Monoclonal antibodies are injected into the body and can be used alone or loaded with drugs, toxins, or radioactive substances that work directly against cancer cells.
- Monoclonal antibodies.
- Monoclonal antibodies for the treatment of NSCLC, mainly bevacizumab (bevacizumab) and cetuximab (cetuximab).
- Bevacizumab binds to vascular endothelial growth factor (VEGF) in the blood and tissues to inhibit the angiogenesis needed for tumor growth, cutting off the “food” for cancer cells, while cetuximab works in a different way. Cetuximab works in another way.
- The epidermal growth factor receptor (EGFR) is a tyrosine kinase protein on the cell surface, and mutations in the EGFR gene cause cells to become cancerous.
- Cetuximab binds to EGFR and stops cancer cells from growing and continuing to divide.
- Small molecule tyrosine kinase inhibitors (TKI).
- These drugs “work” inside cancer cells to block the signaling needed for cancer cell growth and can be used as adjuvant therapy with other anti-cancer drugs.
- TKI-based drugs for NSCLC, including erlotinib and gefitinib, both kill cancer cells by inhibiting EGFR.
- Crizotinib (crizotinib) is another TKI drug used to treat cancer cells with mutations in the anaplastic lymphoma kinase (ALK) gene, a protein produced by the ALK gene that has tyrosine kinase activity.
Immunotherapy treatment
This is the newest therapy for metastatic non-small cell lung cancer, which uses the body’s immune system to kill cancer cells and inhibit their growth.
Our immune system recognizes “unfamiliar” substances like viruses and bacteria and protects the body from them, and cancer cells look so much like normal cells that they can often “escape” this defense.
Some cancer cells can even “shut down” parts of the immune system so that they can reproduce unrestricted, and immune drugs “polish” the immune system’s “eyes” so that it can “see” and kill the cancer. The immune drugs “brighten” the “eyes” of the immune system so that it can “see” and kill the cancer cells.

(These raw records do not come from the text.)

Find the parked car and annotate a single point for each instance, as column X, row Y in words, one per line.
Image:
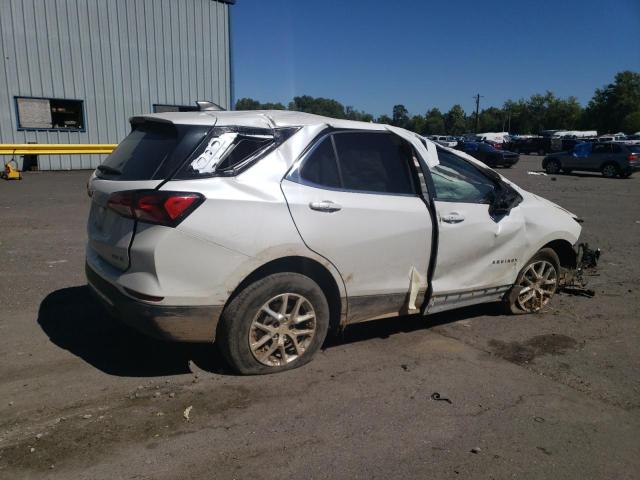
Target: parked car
column 444, row 140
column 262, row 230
column 617, row 137
column 612, row 159
column 489, row 154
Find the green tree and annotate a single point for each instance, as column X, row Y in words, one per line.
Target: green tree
column 400, row 116
column 320, row 106
column 434, row 122
column 353, row 114
column 455, row 120
column 631, row 122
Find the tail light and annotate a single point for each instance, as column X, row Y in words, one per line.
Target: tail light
column 153, row 206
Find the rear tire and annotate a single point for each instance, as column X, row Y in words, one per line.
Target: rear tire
column 535, row 285
column 276, row 323
column 610, row 170
column 552, row 167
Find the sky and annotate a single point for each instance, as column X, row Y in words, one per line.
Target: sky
column 375, row 54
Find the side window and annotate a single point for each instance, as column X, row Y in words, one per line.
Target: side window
column 456, row 180
column 320, row 166
column 375, row 162
column 601, row 148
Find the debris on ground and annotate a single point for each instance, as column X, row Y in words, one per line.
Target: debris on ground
column 437, row 397
column 187, row 412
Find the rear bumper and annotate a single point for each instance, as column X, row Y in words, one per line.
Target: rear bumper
column 165, row 322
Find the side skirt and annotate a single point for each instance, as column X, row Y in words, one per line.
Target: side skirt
column 449, row 301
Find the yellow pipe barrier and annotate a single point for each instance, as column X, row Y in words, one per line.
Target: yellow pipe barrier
column 55, row 148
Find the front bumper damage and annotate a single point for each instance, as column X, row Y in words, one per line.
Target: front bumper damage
column 574, row 281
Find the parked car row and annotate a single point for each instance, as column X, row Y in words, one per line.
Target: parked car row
column 610, row 158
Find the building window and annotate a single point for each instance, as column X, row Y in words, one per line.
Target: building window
column 161, row 108
column 36, row 113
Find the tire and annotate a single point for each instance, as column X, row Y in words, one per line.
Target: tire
column 245, row 320
column 552, row 167
column 610, row 170
column 539, row 277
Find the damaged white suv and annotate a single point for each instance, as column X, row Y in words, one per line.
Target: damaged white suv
column 262, row 230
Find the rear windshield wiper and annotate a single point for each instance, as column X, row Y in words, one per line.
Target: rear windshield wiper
column 109, row 170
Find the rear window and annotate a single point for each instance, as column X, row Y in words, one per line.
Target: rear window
column 152, row 151
column 375, row 162
column 227, row 151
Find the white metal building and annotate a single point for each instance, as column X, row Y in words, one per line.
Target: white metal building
column 74, row 71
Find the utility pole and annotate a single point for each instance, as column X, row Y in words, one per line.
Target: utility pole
column 477, row 97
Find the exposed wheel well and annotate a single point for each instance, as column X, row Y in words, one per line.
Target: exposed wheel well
column 304, row 266
column 565, row 252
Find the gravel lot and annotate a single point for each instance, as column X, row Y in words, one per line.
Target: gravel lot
column 554, row 395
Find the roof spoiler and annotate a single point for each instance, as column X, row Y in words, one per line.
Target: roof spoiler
column 205, row 106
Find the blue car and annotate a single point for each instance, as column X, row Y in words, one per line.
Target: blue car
column 488, row 154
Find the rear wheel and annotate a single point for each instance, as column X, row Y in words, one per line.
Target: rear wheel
column 275, row 324
column 610, row 170
column 536, row 283
column 552, row 167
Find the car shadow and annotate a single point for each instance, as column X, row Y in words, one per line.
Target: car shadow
column 75, row 321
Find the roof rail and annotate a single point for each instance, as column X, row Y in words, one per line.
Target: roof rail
column 204, row 105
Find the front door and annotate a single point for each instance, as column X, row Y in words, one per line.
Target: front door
column 354, row 199
column 478, row 254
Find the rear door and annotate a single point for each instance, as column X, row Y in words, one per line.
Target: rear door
column 600, row 154
column 476, row 251
column 142, row 161
column 355, row 200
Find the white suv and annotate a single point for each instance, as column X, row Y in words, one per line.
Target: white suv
column 262, row 230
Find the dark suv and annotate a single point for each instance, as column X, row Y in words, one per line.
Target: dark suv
column 612, row 159
column 488, row 154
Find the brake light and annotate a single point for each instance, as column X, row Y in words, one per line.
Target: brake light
column 152, row 206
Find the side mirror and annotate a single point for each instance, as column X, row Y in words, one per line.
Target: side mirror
column 505, row 199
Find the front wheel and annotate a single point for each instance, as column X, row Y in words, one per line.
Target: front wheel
column 276, row 323
column 536, row 283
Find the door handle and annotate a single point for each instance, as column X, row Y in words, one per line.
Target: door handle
column 325, row 206
column 453, row 217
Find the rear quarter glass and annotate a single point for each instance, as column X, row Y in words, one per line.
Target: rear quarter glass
column 152, row 151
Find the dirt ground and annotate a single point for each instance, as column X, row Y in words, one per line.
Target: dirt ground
column 548, row 396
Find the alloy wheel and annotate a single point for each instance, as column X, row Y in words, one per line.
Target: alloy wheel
column 282, row 329
column 538, row 284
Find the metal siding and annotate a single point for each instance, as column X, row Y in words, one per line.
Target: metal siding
column 119, row 57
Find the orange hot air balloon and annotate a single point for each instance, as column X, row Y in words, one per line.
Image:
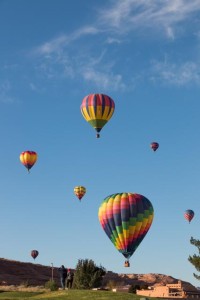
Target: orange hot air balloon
column 28, row 159
column 79, row 191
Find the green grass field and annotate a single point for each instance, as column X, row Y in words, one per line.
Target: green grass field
column 69, row 295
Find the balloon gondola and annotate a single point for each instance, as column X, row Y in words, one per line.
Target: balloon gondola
column 97, row 109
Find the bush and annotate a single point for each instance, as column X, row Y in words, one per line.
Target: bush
column 88, row 275
column 25, row 283
column 133, row 288
column 51, row 285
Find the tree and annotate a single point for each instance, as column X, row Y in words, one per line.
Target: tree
column 88, row 275
column 195, row 259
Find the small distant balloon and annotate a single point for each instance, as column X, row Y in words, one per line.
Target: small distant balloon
column 28, row 159
column 97, row 109
column 34, row 254
column 189, row 215
column 79, row 191
column 154, row 146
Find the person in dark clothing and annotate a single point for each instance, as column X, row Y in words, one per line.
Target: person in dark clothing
column 70, row 277
column 63, row 275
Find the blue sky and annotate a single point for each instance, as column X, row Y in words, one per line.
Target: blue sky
column 145, row 55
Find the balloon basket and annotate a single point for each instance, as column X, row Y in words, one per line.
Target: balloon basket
column 126, row 264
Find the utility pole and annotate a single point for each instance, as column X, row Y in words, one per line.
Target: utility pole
column 51, row 271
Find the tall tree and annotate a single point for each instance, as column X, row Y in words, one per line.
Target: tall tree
column 88, row 275
column 195, row 259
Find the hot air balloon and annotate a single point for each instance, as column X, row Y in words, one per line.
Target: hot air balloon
column 28, row 159
column 126, row 219
column 154, row 146
column 189, row 215
column 79, row 191
column 97, row 109
column 34, row 254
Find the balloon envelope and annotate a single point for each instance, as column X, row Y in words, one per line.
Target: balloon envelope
column 34, row 254
column 79, row 191
column 189, row 215
column 28, row 159
column 154, row 146
column 126, row 219
column 97, row 109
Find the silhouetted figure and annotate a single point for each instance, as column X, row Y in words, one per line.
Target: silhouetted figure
column 63, row 275
column 70, row 278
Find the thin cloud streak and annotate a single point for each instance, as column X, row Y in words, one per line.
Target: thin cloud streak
column 57, row 44
column 130, row 15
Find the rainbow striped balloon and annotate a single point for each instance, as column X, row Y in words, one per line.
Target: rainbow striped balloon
column 97, row 109
column 126, row 219
column 189, row 215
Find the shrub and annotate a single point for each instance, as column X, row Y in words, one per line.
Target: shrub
column 51, row 285
column 133, row 288
column 88, row 275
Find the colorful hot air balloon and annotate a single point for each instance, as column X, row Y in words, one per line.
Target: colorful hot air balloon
column 126, row 219
column 28, row 159
column 154, row 146
column 34, row 254
column 79, row 191
column 97, row 109
column 189, row 215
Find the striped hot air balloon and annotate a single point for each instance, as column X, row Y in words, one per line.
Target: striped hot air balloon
column 126, row 219
column 79, row 191
column 189, row 215
column 28, row 159
column 97, row 109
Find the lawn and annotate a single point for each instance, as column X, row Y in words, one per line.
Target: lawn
column 69, row 295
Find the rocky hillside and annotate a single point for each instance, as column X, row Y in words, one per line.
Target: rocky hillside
column 17, row 273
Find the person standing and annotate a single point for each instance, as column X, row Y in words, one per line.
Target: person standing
column 63, row 275
column 70, row 277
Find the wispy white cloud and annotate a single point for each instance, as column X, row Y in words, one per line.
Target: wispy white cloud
column 57, row 44
column 57, row 58
column 176, row 74
column 128, row 15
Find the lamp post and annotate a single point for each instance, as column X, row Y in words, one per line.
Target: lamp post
column 51, row 271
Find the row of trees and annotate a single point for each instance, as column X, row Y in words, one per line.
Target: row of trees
column 88, row 275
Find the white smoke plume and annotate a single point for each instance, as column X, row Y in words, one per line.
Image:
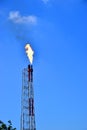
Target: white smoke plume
column 16, row 17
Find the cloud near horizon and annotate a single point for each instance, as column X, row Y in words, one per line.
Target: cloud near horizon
column 16, row 17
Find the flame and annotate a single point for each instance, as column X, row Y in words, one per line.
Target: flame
column 29, row 52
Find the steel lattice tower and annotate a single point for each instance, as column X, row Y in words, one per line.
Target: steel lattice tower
column 27, row 100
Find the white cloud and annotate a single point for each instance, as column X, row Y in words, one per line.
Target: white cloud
column 45, row 1
column 18, row 19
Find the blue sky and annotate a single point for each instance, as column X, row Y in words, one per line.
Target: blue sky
column 57, row 31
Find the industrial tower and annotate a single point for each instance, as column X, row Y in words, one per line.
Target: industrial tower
column 27, row 100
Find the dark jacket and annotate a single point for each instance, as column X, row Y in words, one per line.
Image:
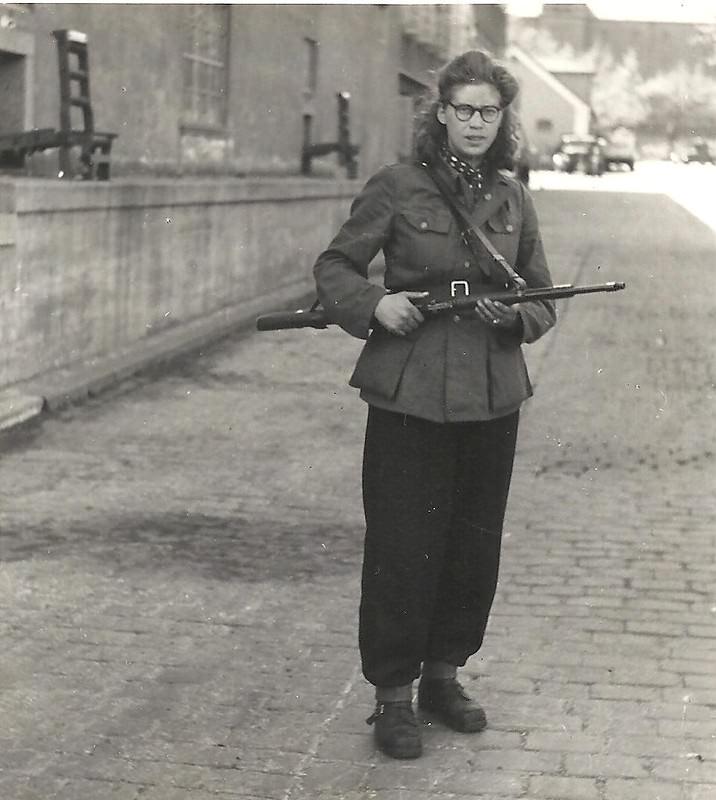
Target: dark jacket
column 452, row 368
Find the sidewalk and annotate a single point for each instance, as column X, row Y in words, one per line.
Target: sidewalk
column 181, row 564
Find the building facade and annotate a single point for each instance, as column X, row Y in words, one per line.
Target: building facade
column 208, row 219
column 233, row 89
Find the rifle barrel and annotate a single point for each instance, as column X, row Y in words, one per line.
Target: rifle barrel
column 281, row 320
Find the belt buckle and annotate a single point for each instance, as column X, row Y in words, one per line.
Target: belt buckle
column 454, row 285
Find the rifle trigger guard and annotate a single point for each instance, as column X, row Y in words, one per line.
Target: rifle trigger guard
column 455, row 284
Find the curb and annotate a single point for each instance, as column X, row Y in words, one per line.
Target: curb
column 17, row 408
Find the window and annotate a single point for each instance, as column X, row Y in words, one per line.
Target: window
column 311, row 68
column 204, row 66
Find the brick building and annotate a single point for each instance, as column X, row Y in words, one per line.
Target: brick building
column 228, row 88
column 207, row 219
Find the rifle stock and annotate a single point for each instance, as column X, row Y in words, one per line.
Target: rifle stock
column 281, row 320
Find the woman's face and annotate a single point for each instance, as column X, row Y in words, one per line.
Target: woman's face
column 472, row 138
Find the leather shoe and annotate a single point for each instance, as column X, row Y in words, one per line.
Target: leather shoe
column 396, row 729
column 447, row 700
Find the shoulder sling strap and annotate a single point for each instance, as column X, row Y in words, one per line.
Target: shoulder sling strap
column 471, row 236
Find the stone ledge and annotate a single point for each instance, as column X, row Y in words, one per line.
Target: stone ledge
column 74, row 383
column 17, row 408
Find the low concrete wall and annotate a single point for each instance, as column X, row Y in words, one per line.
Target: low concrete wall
column 93, row 273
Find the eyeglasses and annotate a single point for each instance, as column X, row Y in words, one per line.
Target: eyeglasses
column 465, row 112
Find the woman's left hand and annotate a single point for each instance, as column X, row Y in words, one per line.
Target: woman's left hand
column 496, row 314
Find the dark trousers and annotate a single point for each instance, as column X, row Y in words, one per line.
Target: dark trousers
column 434, row 496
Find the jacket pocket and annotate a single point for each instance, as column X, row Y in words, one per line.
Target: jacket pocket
column 381, row 363
column 424, row 221
column 502, row 221
column 509, row 380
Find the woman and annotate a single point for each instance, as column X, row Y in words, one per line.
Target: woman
column 443, row 391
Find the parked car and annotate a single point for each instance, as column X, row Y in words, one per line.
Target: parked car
column 698, row 152
column 580, row 154
column 693, row 151
column 524, row 159
column 620, row 149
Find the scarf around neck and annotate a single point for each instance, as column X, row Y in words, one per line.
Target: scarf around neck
column 472, row 175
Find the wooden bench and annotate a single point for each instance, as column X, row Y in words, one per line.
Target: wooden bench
column 95, row 146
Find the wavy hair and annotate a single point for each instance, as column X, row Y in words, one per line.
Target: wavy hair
column 471, row 67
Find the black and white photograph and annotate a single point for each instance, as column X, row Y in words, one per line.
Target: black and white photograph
column 357, row 401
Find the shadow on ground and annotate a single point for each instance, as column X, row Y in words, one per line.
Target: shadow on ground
column 215, row 547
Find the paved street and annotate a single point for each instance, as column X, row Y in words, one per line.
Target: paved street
column 181, row 562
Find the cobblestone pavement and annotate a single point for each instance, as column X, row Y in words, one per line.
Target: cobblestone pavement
column 181, row 555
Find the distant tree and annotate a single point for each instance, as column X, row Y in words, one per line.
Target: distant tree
column 540, row 44
column 615, row 92
column 680, row 103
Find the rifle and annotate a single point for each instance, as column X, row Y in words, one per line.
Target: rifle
column 315, row 317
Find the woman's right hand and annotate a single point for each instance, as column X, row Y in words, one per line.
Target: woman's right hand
column 397, row 314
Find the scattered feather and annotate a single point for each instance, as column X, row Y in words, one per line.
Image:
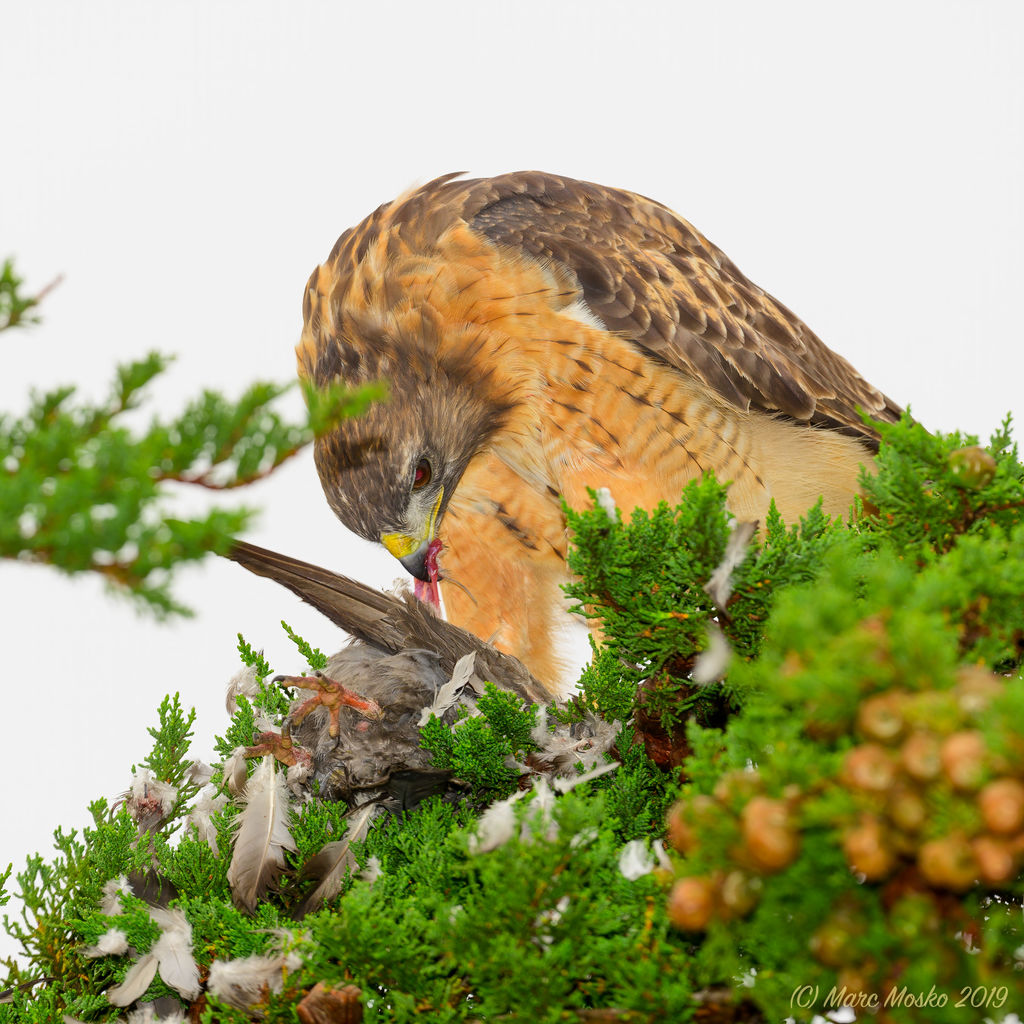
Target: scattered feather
column 236, row 771
column 150, row 801
column 297, row 776
column 713, row 662
column 541, row 814
column 635, row 861
column 564, row 784
column 336, row 860
column 148, row 1014
column 201, row 816
column 448, row 695
column 111, row 903
column 137, row 980
column 261, row 837
column 243, row 683
column 601, row 737
column 496, row 825
column 173, row 950
column 719, row 587
column 200, row 773
column 242, row 982
column 112, row 943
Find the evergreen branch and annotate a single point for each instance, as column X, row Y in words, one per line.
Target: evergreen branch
column 86, row 494
column 13, row 304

Currently, atezolizumab, nivolumab, and pembrolizumab have been approved by the Food and Drug Administration (FDA) for clinical use.
The rest are still in clinical trials, and scientists are continuing to research and develop these new drugs.
Laser and photodynamic therapy (PDT)
Laser therapy uses laser beams to kill cancer cells.
Photodynamic therapy uses drugs and a type of laser to kill cancer cells with less damage to healthy tissue, and these drugs are usually “on hold” and are activated by laser light.
Cancer cells absorb more of these drugs than normal cells, and after the drug is injected intravenously, the doctor delivers the laser to the cancer cells and the activated drug destroys them, and if the tumor is in the airway, photodynamic therapy can be done endoscopically.
Cryotherapy (Cryosurgery)
This approach uses freezing to destroy tumor tissue, and for tumors in the airway, cryotherapy is done endoscopically.
Electrocautery
This method uses a probe or needle heated by an electric current to destroy tumor tissue, and in the case of airway tumors, electrocautery is done endoscopically.
Watchful waiting
Physicians monitor patients closely and do not take any treatment until symptoms appear or change, which may be needed in some rare non-small cell lung cancers
What are some of the novel therapies in clinical research?
Chemoprevention (chemotherapy) can use drugs, vitamins, or other substances to reduce the risk of cancer occurring or coming back.
In addition, new combinations are in the clinical research phase.
Co-reviewed by Dr. Dong Song and Dr. Zeng Fanjun of Guangdong Provincial People’s Hospital and Guangdong Lung Cancer Institute.